[GIS] Best way to clip a large raster ECW file

big dataclipecwgdalraster

I am trying to clip a large ECW (details below) but the raster file is too big to be processed entirely.

Some details of the ECW below

Driver: ECW/ERDAS Compressed Wavelets (SDK 5.0)

file size: 50gb
Size is 450000, 565081
Pixel size: 0.15 0.15
COLORSPACE=RGB
COMPRESSION_RATE_TARGET=9
VERSION=2
Number of bands: 4

The area I want to clip is roughly a 1/5 of the original file.

Here are the methods I have tried out with no success:

  1. Used Arcgis to save the ecw to tiff / other formats… (I quickly gave up)

  2. Used Qgis and its clipper tool… the file creation stayed stuck at about 40%.

  3. Used gdal_translate out of OSGeo4W with other options than Qgis. (Tried that thinking that MAYBE freeing some memory not using Qgis would the trick)

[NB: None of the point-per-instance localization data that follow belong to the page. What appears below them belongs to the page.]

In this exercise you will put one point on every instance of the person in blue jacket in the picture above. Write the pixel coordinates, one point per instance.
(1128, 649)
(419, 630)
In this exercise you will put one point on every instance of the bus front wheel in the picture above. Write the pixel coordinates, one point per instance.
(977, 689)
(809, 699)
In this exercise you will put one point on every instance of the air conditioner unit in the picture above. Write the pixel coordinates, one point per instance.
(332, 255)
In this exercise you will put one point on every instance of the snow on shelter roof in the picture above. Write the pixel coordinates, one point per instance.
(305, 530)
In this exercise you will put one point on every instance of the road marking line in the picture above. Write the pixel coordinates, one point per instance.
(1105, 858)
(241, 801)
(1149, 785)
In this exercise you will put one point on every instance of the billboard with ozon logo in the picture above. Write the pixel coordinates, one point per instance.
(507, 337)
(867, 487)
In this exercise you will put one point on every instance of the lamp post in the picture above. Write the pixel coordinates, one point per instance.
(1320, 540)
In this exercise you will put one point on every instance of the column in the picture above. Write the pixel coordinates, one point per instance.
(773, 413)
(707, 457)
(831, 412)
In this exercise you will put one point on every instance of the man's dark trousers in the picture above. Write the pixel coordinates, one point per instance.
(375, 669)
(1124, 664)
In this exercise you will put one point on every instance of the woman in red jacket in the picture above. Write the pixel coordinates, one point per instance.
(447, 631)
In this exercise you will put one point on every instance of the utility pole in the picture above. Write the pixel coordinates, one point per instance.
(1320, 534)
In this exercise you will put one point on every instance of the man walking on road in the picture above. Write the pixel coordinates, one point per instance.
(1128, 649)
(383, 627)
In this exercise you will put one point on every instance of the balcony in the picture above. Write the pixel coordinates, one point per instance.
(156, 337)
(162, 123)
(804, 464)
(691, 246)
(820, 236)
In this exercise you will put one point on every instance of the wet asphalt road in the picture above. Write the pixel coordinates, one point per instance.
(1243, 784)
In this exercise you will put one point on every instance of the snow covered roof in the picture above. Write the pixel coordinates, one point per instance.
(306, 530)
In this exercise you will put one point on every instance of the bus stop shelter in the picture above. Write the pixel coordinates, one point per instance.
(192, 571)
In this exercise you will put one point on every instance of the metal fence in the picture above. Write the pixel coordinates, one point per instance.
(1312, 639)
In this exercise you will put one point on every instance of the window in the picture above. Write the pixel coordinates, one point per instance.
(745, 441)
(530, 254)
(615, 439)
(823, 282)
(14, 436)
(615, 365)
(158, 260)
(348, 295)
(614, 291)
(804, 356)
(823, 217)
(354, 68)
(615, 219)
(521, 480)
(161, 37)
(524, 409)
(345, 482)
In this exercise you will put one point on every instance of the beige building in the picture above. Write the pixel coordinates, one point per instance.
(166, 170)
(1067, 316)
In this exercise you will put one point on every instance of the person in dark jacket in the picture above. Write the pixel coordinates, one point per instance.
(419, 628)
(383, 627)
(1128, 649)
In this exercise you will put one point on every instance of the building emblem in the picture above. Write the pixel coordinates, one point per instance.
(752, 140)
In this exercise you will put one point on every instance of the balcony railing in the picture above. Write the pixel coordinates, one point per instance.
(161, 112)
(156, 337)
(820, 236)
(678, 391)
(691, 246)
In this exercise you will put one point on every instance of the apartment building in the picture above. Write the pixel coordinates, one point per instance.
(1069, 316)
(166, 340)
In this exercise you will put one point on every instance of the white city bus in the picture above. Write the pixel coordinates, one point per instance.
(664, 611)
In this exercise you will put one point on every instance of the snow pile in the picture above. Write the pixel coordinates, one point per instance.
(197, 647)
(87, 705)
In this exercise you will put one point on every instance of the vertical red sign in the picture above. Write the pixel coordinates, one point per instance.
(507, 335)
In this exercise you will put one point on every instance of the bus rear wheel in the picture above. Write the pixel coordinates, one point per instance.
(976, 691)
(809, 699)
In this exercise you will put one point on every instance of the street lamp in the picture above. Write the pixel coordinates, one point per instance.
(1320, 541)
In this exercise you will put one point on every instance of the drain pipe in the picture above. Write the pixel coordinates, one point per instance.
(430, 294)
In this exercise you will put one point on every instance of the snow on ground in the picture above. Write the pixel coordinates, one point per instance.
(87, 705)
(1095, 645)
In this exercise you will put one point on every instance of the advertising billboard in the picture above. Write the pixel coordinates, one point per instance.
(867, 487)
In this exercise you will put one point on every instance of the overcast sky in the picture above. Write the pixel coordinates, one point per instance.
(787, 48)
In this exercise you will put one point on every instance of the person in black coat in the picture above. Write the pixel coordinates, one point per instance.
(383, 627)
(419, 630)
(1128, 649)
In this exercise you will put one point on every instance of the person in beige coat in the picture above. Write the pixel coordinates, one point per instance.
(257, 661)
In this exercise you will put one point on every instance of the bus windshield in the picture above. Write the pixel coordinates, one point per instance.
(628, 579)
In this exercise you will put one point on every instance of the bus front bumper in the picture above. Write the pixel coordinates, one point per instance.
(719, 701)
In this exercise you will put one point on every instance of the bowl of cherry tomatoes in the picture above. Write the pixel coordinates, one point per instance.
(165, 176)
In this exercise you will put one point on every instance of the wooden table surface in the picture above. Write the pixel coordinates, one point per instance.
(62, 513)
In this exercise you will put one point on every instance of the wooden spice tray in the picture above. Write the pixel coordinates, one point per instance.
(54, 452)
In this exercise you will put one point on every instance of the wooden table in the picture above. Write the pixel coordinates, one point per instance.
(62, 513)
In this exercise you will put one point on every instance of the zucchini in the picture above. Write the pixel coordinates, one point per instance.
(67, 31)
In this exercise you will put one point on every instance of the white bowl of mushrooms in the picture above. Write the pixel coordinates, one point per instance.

  4. Used gdal_retile thinking that I would cut the image into pieces and grab the one I wanted. The command
    "gdal_retile -ps 10000 10000 -of ecw -tileIndex tile.shp -targetDir input.ecw
    This crashed even quicker"

Does anyone have an idea?

For info I run windows 7 64bits on an i5-3470 3.2Ghz with 16gb of ram.

Best Answer

Other ideas you could try:

  1. gdal_translate with the -srcwin switch
  2. gdalwarp with -cutline and -crop_to_cutline and -wm switches. The last one specifies memory for caching and may get you over the issues you had using clipper in QGIS (as this is essentially the same function)
  3. QGIS raster calculator setting the extent to the area you want (simpler than clipper).
  4. SAGA->Clip grid with polygon - who knows, it might be more memory efficient.
  5. Code a solution using Python and Numpy/SciPy to read just a subset of the raster into memory and save it.

I suspect that doing a very simple crop to extent (either with the raster calculator or -srcwin switch in gdal_translate) will be less memory hungry than cropping with a polygon because you have no geometry checks and conversions. Option 5 should use the least memory as you are only reading in what you need. Have a look at this tutorial if you need a 'how to' (adapt the bit on reading and writing by block).